BTN Sahabat Generasi Milenial
Saya sangat bergembira ketika BTN mengusung tagline "69 tahun BTN: Sahabat Generasi Digital & Milenial Indonesia" saat merayakan ulang tahunnya kali ini.
Dengan tagline ini BTN ingin menegaskan dirinya sebagai bank yang ramah dan siap melayani kebutuhan generasi milenial yang selalu menuntut layanan yang beragam dan  cepat berubah sesuai dengan kebutuhan jaman.

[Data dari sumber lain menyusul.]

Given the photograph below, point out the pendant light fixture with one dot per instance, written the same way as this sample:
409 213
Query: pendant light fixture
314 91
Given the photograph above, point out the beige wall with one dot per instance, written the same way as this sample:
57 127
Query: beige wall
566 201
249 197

Salah satu ciri dari generasi milenial adalah ketergantungannya pada gadget. Akses internet yang lumayan kencang dan murah serta berbagai tawaran kemudahan dalam cara hidup membuat generasi milenial tidak bisa lepas dari gadget.

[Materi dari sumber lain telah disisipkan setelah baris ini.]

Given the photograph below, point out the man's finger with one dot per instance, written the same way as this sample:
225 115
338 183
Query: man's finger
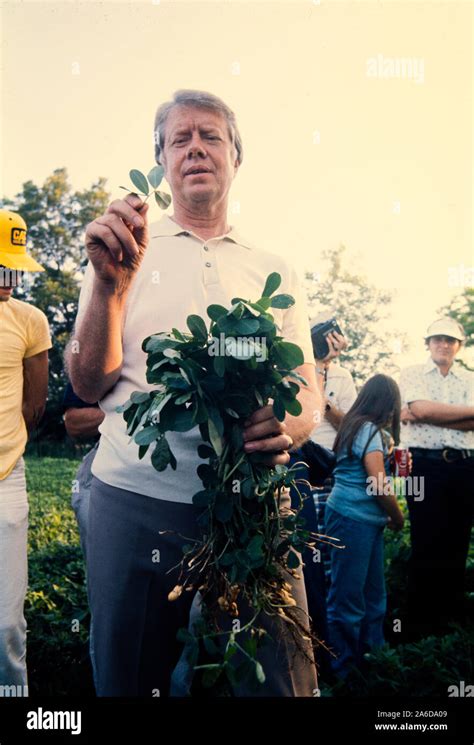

Ciri lainnya generasi ini adalah sangat akrab dengan pembayaran non-cash. Semua transaksi maunya dibayar tidak secara tunai. Mau makan, naik ojek, taksi, kereta commuter, belanja dan berbagai aktivitas lainnya. Mereka tak mau lagi mengantongi dompet yang tebal disaku celana mereka.
Untuk bisa menggaet generasi milenial ini, BTN tentu harus mampu merespon kebutuhan mereka. Untuk itu, layanan m-banking yang sudah dioperasikan selama ini perlu di-upgrade agar tampilannya lebih menarik dan user friendly. Fiturnya juga perlu diperkaya.
Selain itu, BTN juga perlu menambah kemitraan dengan berbagai merchant dan start up bisnis yang saat ini pertumbuhannya sangat cepat. Untuk masalah yang satu ini, kelihatannya BTN masih harus bekerja lebih keras.
Terus terang, selama ini saya mengalami kesulitan saat menggunakan m-banking BTN untuk bertransaksi belanja online di Bukalapak, Tokopedia, Travelokas, Tiket.com atau yang lainnya. Toko-toko online tersebut sampai saat ini belum memasukkan BTN sebagai salah satu rekening tujuan pembayaran. Sehingga jika saya menggunakan BTN saya harus membayar bea transfer sebesar Rp 6.500 untuk setiap kali transaksi.
Sebenarnya, dengan kartu ATM GPN yang saya terima beberapa waktu lalu, saya juga bisa melakukan transfer tanpa biaya di ATM Merah Putih. Tapi hal tersebut kurang praktis karena ATM tersebut kadang lokasinya cukup jauh.
Mudah-mudahan, di usianya yang ke-69 ini BTN mau terus berbenah agar layanannya match dengan kebutuhan generasi milenial yang sangat cepat berubah dan selalu menuntut lebih dari yang lain.
Jika ini bisa dilakukan, saya yakin BTN akan menjadi bank pilihan utama generasi milenial di masa datang. Sebagaimana saya yang selama puluhan tahun telah menjadikan BTN sebagai bank pilihan utama.